In some ways, Dr Inglis would prefer the law of the 21st century to return to that of the 20th century. Yet, while expressly uneasy with much that has been done this century, he is also critical of reforms made last century. For instance, in several places he more than hints that there should be a return to fault: he is against stereotyping and yet "preservation of the 'no-fault' ideology in family law itself involves the stereotyping of various forms of behaviour within a relationship" (p37). He notes the Domestic Violence Act 1995 as "a clear and plainly needed departure from 'no-fault' ideology" (p11) and finds it "curious" that this has not been extended to other areas of family law (Relationship property? Divorce? Of course, it does appear in the abuse provisions of the Care of Children Act).

One of Dr Inglis' driving concepts is that "one size does not fit all". Using it, he is scathing of legislative provision for de facto relationships, which he sees as "an exercise in social engineering" (p32) and would prefer to rely on the rules of common law and equity. Unlike marriage and civil unions, de facto relationships are often "romance without commitment" (p42). With respect, the problem is that, while flexibility is desperately needed to deal with the individual circumstances of children, a reasonable degree of certainty is needed in property and financial matters, which frankly was not offered by the makeshift constructive trust remedies. We are approaching half a million people living in de facto relationships. Can it not be argued that our legislation, far from socially engineering society, is simply catching up?

The Child Support Act 1991 is "fundamentally flawed" (p1047) and Dr Inglis would much prefer a return to the previous system. Interestingly he sees the relationship property laws as having "a rigidity tending to be based on an ideology which can give too little credit to the realities of people's lives" (p933). Further, it is "self-evident" (p963) that maintenance is a viable alternative to economic disparity.

On the other hand, he is fairly happy with the adoption laws. While he accepts that the 1955 Act needs updating and possibly extending to same-sex couples (especially if they are in a civil union - he is really a fence-sitter on this subject), he is critical of the "thicket of sociological idealism and unconscious internalised prejudice" in the adoption debate (p866).

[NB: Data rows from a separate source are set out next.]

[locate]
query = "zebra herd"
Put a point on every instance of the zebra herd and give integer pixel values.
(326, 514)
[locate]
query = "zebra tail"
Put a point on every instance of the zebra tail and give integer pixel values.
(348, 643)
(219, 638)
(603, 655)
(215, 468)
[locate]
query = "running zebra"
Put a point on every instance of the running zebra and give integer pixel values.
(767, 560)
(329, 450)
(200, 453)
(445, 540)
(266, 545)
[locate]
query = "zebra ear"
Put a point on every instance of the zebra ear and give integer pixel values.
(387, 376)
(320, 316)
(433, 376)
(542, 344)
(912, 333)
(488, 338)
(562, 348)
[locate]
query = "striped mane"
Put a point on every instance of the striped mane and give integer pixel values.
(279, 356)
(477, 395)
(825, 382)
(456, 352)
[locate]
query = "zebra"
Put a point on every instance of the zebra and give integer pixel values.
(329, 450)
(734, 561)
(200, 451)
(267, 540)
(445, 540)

This brief review has inevitably been highly selective and does an incredible disservice to the wealth of insight in the book. However, perhaps a sufficient glimpse has been given to show that this is no dull black-letter account. It certainly stimulates.

New Zealand Family Law in the 21st Century by BD Inglis, Thomson/Brookers, Wellington, 2007. ISBN 9780864726162. Paperback 1247 + xvi pp (including tables and index). $170 plus GST. Available in bookshops.

*Bill Atkin is Professor of Law at Victoria University of Wellington, where family law is among the disciplines he teaches. Bill is editor of the International Society of Family Law's International Survey of Family Law and is the author of numerous books and articles, including Living Together Without Marriage and Relationship Property in New Zealand. Professor Atkin wrote this review before Dr Inglis died.